Пронзительные страницы «Обители» — о мытарствах Филиппка на общих работах, «на баланах»:
«Мелкий мужичок с Моисеем Соломоновичем сработаться никак не могли. Первый балан, который дотолкали Артём с Афанасьевым, они еще кое-как, чертыхаясь и семеня, помогли оттащить подальше от воды, а следующий балан мужичок выронил, Ксива заорал на него — тот сразу, как-то по-детски, заплакал:
— Я работал в конторе! — всхлипывал он, — С бумагами! А меня который месяц принуждают надрывать внутренности! Сил во мне не стало уже!»
Была, и нередко, присуща Александру Исаевичу эта надрывная интонация.
«ГУЛАГовские» книги Солженицына — «Иван Денисович», «В круге первом», непосредственно «Архипелаг» — это палимпсест, сквозь который проглядывает личный лагерный опыт Александра Исаевича. Со всеми оправданными фобиями и комплексами. Одна из главных — боязнь общих работ. Биограф АИСа (точнее сказать — антибиограф) Владимир Бушин скрупулезно подсчитывает, сколько Александр Исаевич из своего срока оттрубил нарядчиком-нормировщиком («в конторе, с бумагами»), а сколько — на общих, и выводит издевательский баланс.
В романе о шарашке ключевой выбор героя — продолжать трудиться на бериевские опасные для цивилизованого мира технические штуки или быть списанным в морозные стихии ГУЛАГа — на изнурительный труд от забора до обеда и возможную погибель.
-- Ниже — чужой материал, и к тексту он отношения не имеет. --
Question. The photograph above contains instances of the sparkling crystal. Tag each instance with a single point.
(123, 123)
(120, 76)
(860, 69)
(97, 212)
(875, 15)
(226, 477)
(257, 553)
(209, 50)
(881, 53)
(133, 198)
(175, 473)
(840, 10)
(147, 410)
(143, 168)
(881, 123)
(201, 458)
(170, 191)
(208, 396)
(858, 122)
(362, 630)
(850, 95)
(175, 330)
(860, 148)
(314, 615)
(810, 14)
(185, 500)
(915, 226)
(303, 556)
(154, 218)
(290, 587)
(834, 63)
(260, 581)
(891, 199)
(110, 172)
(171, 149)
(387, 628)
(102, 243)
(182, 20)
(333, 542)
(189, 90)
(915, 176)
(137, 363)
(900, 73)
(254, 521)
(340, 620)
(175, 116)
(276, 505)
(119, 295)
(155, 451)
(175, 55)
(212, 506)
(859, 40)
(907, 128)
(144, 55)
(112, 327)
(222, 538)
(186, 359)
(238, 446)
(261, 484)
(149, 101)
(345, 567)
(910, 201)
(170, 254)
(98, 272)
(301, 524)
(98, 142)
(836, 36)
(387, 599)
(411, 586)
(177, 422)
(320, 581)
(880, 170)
Выбор, как бы автор его ни аргументировал, выглядит довольно надуманным — и дело не в современных циничных, задним числом, оценках. «В этой войне главное — выжить», — как говорил один мудрый еврей.
Сцена, когда зверски битый десятником Филлипок, находит свою соловецкую казнь — его водружают на пень и под общий скотский смех заставляют кричать: «Я филон, я филон! Я паразит советской власти» («Две тысячи раз, я считаю, — сказал десятник Сорокин, довольный собой»), по касательной извлекает из памяти лагерное сочинительство Солженицыным стихов и стихотворных драм. Наизусть, путем многократного повторения, чтобы мозг намертво зафиксировал объемные файлы.
Процесс вызывает уважение и сострадание, результат — нет. Когда Солженицын принес в «Новый мир» свой поэтический корпус и показал Твардовскому, тот был обескуражен. «Этого вам даже показывать не надо», — говорил Александр Трифонович, смущаясь, Владимиру Лакшину.
Еще одно из штрихпунктирных появлений Филиппка — в лазарете у доктора Али, в инвалидном состоянии, может быть прочитано как аллюзия на «Раковый корпус», из которого Александр Исаевич и не чаял выбраться…
Таким образом, Прилепин включил своеобразную обратную перемотку судьбы классика XX века: больница — лагерь — миссия убийства матери-Революции.
Более чем адекватный авангардный прием.